On behalf of the organizing committee, it is my greatest pleasure to welcome all participants to the 15th RIES-Hokudai International Symposium, "響" [hibiki] joined with the 3rd International Symposium of Nano-Macro Materials, Devices, and System Research Alliance Project. This year's symposium is organized by the Research Institute for Electronic Science (RIES) of Hokkaido University, and co-organized by the Nano-Macro Materials, Devices, and System Research Alliance, and the Network Joint Research Center for Materials and Devices, which is composed of five national university-attached institutes including: RIES, the Institute of Multidisciplinary Research for Advanced Materials (Tohoku Univ.), the Chemical Resources Laboratory (Tokyo Inst. Tech.), the Institute of Scientific and Industrial Research (Osaka Univ.), and the Institute for Materials Chemistry and Engineering (Kyushu Univ.).
The first RIES-Hokudai international symposium was held in 1999 and, beginning in 2001, the theme of the symposium has been symbolized by a single Japanese Kanji (a Chinese character). The theme selected for this year's symposium is "響" [hibiki]. In Japanese, the character "響" generally denotes "reverberation", "oscillation", "harmonization" and "resonation". These themes are strongly related not only to a variety of research fields, including the Life Sciences, Photonics and Optical Science, Material and Molecular Sciences, and the Mathematical and System Sciences, but also to fields straddling their boundaries. Within this broad range of subjects, the emergence of organized states, as well as oscillation and fluctuation induced structures, are ubiquitous phenomena. With such an image of "響" in mind, this year's symposium promotes an ensemble of dialogue and feedback from various research fields, which is essential for the development of interdisciplinary studies.

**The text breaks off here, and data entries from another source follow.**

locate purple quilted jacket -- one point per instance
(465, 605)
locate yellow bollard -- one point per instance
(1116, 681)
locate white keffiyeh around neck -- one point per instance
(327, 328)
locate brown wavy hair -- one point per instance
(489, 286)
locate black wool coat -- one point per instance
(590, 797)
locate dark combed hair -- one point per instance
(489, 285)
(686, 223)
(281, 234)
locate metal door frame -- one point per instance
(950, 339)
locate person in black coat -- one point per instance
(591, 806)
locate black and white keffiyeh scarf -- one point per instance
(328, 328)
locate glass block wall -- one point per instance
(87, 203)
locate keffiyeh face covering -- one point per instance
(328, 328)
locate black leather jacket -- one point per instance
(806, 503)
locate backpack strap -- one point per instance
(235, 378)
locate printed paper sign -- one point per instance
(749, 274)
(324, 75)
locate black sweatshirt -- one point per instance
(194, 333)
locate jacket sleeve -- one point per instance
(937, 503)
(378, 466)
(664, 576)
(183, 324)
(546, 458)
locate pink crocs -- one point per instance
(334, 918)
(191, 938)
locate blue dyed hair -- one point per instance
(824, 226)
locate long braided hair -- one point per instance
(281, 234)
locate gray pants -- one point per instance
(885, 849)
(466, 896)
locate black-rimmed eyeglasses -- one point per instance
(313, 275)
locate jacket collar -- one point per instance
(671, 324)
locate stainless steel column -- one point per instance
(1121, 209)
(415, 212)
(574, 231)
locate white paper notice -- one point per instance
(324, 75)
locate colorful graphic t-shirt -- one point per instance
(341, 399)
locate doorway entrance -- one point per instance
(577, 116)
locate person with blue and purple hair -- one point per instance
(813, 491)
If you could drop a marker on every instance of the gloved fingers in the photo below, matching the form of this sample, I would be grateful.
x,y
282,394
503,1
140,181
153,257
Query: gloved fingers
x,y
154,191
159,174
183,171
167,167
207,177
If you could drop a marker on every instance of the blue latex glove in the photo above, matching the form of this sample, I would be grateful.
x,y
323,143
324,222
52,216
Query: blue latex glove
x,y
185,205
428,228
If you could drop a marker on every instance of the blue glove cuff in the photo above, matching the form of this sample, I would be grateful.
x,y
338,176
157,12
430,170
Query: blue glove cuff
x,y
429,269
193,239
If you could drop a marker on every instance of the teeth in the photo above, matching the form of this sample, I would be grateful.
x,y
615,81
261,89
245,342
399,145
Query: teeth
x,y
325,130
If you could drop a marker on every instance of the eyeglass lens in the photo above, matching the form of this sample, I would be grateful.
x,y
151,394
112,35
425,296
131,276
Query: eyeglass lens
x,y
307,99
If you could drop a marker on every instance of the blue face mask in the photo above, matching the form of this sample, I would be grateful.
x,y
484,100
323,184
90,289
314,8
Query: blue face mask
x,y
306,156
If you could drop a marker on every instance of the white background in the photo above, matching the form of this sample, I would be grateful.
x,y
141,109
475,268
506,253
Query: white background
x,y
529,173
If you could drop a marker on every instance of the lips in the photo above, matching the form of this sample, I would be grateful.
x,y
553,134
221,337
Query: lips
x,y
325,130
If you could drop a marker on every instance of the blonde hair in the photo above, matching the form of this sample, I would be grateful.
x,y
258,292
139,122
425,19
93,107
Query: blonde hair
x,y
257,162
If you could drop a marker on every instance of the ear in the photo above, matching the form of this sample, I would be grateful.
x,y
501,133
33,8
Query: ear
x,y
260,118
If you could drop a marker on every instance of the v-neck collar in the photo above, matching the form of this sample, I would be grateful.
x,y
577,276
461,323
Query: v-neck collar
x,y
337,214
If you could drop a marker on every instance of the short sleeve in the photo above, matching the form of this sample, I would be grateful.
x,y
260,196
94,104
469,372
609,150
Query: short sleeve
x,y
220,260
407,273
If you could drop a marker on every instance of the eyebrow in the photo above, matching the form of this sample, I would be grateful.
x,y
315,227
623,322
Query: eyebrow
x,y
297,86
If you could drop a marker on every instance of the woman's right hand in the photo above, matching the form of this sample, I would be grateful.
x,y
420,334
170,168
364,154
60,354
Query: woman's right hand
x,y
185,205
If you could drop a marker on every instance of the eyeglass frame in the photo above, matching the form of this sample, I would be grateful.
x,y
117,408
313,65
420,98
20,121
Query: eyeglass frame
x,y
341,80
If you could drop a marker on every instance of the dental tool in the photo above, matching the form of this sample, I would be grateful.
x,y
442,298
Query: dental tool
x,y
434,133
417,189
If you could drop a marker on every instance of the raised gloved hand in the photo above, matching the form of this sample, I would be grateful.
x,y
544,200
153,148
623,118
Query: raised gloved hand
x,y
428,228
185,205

The influence of "響" in scientific research is limitless. From the atomic arrangements of functional materials, to the dynamic interactions amongst proteins and bio-molecules, resonance of underlying physical properties controls functionality. From the growth of phase-regions and the motion of thin membranes, and from the mutual effects of electron flow, spin, charge, and orbit, to the development of theory and techniques for imaging nano-structures and biological functions, oscillations preside over a vast range of natural phenomena. These topics exemplify the product of an ensemble, that is, the resonation and harmonization, of characteristic physical properties and dynamics.
Fifteen invited speakers will present their latest research findings at this year's symposium, including one plenary talk and five sessions: 1) Cooperativity in Biological Functions, 2) Harmonization Phenomena in Functional Materials, 3) Oscillating Interfaces and Ensemble Phase Motions for Smart Materials, 4) Oscillation and Resonance in Photonics and Optical Science, and 5) Toward the Development of New Collaborative Activities. An additional poster session by students and colleagues of invited speakers, as well as members of RIES and the Nano-Macro Materials, Devices and System Research Alliance, will be held during two sessions.
Finally, I would like to express my sincere thanks to the invited speakers, and to all participants for joining this symposium.